RENÉ BACKMANN. extraits d’un texte publié dans Médiapart, 28 mars 2021
Dénoncée depuis des années comme nuisible par la droite israélienne, l’agence de l’ONU pour les réfugiés de Palestine (UNRWA) a failli disparaître en 2018, étranglée par l’arrêt de la contribution américaine décidé par Donald Trump. Son commissaire général, Pierre Krähenbühl, l’a sauvée du naufrage en réunissant in extremis les fonds nécessaires. Cela lui a valu d’être la cible d’une campagne de déstabilisation à l’origine de sa démission. Il vient d’être nommé représentant du CICR (Comité international de la Croix-Rouge) en Chine.
Créée en 1949 pour fournir une assistance humanitaire aux 750 000 Palestiniens chassés de leurs foyers par la création de l’État d’Israël l’année précédente, l’UNRWA dépendait étroitement de l’aide américaine.
Pendant des années, Washington a assuré près de 30 % du budget de l’agence.
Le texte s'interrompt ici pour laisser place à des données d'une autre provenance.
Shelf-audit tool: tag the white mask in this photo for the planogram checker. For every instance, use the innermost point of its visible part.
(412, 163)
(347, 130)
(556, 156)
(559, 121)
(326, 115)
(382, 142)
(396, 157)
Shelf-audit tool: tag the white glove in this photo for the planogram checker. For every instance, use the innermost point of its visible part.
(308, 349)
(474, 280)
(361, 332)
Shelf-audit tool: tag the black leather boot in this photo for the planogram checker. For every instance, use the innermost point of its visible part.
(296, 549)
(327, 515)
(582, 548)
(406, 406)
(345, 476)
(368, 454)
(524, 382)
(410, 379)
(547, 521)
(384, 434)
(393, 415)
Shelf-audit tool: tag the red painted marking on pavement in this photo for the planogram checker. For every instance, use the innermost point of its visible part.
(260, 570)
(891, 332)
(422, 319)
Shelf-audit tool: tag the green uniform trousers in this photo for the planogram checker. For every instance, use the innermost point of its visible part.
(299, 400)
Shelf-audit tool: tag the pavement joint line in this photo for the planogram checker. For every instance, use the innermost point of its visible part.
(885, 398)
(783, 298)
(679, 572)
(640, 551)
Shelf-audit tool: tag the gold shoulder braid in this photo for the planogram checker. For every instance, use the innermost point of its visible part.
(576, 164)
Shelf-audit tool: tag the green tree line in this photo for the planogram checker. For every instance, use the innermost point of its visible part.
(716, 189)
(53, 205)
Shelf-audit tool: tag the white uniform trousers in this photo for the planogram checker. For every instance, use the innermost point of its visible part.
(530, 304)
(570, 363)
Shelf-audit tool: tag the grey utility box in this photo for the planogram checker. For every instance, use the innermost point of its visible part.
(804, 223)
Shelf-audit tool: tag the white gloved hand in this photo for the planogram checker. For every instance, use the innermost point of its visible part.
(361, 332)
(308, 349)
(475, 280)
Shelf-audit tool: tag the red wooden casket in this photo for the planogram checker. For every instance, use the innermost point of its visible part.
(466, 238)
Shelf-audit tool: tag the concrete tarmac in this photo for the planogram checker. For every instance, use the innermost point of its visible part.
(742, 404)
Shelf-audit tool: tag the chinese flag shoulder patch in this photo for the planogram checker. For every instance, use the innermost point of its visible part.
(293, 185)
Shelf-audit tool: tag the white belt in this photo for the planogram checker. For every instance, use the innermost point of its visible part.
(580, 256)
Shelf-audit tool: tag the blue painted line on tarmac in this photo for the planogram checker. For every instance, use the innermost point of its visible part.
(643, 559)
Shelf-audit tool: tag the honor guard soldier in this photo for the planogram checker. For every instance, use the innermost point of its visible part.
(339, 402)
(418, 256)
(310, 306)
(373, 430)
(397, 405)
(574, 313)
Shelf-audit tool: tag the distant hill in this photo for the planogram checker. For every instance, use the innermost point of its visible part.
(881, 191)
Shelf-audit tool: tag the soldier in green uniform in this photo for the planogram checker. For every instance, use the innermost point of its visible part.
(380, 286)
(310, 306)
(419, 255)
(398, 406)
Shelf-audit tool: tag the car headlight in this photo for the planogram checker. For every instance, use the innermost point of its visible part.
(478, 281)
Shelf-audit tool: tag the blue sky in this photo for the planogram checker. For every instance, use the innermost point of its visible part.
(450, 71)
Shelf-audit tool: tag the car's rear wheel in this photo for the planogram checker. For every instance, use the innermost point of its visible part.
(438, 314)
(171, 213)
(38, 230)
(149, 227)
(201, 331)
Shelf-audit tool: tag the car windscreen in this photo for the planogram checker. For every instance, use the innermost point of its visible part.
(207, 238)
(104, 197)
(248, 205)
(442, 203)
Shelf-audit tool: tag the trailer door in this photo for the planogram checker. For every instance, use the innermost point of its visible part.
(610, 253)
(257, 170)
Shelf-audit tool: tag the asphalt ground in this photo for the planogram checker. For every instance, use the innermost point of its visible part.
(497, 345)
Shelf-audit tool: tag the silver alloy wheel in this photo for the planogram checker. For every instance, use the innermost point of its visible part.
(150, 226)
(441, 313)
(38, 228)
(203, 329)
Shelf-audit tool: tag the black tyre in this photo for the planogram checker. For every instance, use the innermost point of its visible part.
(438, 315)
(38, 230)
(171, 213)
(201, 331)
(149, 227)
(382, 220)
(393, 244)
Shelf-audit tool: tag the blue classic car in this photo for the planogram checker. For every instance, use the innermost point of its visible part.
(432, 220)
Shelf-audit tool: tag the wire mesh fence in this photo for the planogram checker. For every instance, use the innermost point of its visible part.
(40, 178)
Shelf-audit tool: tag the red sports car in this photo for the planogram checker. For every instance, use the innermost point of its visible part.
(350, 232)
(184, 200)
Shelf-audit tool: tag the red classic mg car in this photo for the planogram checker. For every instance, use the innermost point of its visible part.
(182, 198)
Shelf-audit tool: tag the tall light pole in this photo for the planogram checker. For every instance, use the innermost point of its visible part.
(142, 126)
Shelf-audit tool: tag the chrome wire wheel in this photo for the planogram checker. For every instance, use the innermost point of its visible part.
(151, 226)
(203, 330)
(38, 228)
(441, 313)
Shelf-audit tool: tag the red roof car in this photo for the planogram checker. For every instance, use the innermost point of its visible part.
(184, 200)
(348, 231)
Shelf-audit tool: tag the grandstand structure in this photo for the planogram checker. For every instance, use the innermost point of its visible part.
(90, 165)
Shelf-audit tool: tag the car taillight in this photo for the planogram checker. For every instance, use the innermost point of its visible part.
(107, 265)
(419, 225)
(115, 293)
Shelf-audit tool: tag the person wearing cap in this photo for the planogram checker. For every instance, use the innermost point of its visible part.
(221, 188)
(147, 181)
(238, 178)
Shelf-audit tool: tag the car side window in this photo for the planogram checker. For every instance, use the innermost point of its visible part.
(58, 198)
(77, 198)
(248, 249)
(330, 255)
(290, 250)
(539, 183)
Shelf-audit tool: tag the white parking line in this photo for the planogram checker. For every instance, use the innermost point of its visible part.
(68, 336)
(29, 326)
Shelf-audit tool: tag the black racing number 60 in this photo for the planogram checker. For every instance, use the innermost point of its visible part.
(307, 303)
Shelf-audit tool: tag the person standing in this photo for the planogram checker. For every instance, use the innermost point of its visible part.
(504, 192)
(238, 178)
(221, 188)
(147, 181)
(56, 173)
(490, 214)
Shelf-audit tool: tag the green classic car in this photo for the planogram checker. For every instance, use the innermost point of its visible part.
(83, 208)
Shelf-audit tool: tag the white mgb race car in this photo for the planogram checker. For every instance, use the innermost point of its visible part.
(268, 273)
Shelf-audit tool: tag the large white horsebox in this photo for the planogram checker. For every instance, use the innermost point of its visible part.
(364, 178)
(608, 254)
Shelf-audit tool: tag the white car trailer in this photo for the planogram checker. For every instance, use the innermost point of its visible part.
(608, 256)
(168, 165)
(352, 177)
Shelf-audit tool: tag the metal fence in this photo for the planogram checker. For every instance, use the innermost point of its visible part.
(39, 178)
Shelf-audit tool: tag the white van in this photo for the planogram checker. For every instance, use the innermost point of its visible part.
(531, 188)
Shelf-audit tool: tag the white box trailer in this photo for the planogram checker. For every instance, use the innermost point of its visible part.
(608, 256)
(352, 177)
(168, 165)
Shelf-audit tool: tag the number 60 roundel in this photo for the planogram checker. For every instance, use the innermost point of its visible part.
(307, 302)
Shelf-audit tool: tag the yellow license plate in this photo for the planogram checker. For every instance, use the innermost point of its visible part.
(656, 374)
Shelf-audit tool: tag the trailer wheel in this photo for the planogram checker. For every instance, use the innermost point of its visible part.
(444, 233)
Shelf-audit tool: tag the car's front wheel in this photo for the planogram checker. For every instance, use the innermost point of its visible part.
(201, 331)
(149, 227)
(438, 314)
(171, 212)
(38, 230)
À la veille de l’élection de Trump, la contribution américaine s’élevait à 365 millions de dollars. Fin 2020, cette participation avait disparu et les principaux contributeurs étaient l’Allemagne (170 millions de dollars), l’Union européenne (130 millions), le Royaume-Uni (64 millions) et la Suède (60 millions). Le montant des contributions promises s’élevait en février 2021 à 640 millions de dollars.
Des engagements manifestement insuffisants pour assurer les missions de base de l’agence : éducation, santé, aide alimentaire, formation professionnelle, services sociaux, dont le budget dépasse déjà 800 millions de dollars. Le tout au bénéfice de 5,7 millions de Palestiniens dispersés dans 58 camps et une multitude de localités de Cisjordanie, de la bande de Gaza, du Liban, de Syrie et de Jordanie.
Car en vertu des textes fondateurs de 1948 et 1949, le statut de réfugié palestinien s’applique à « toute personne qui vivait entre 1946 et 1948 dans la Palestine mandataire et qui a perdu son domicile et ses moyens de subsistance à la suite du conflit israélo-arabe de 1948 ». Mais aussi à ses descendants directs « aussi longtemps qu’une solution durable n’a pas été trouvée à leur situation ».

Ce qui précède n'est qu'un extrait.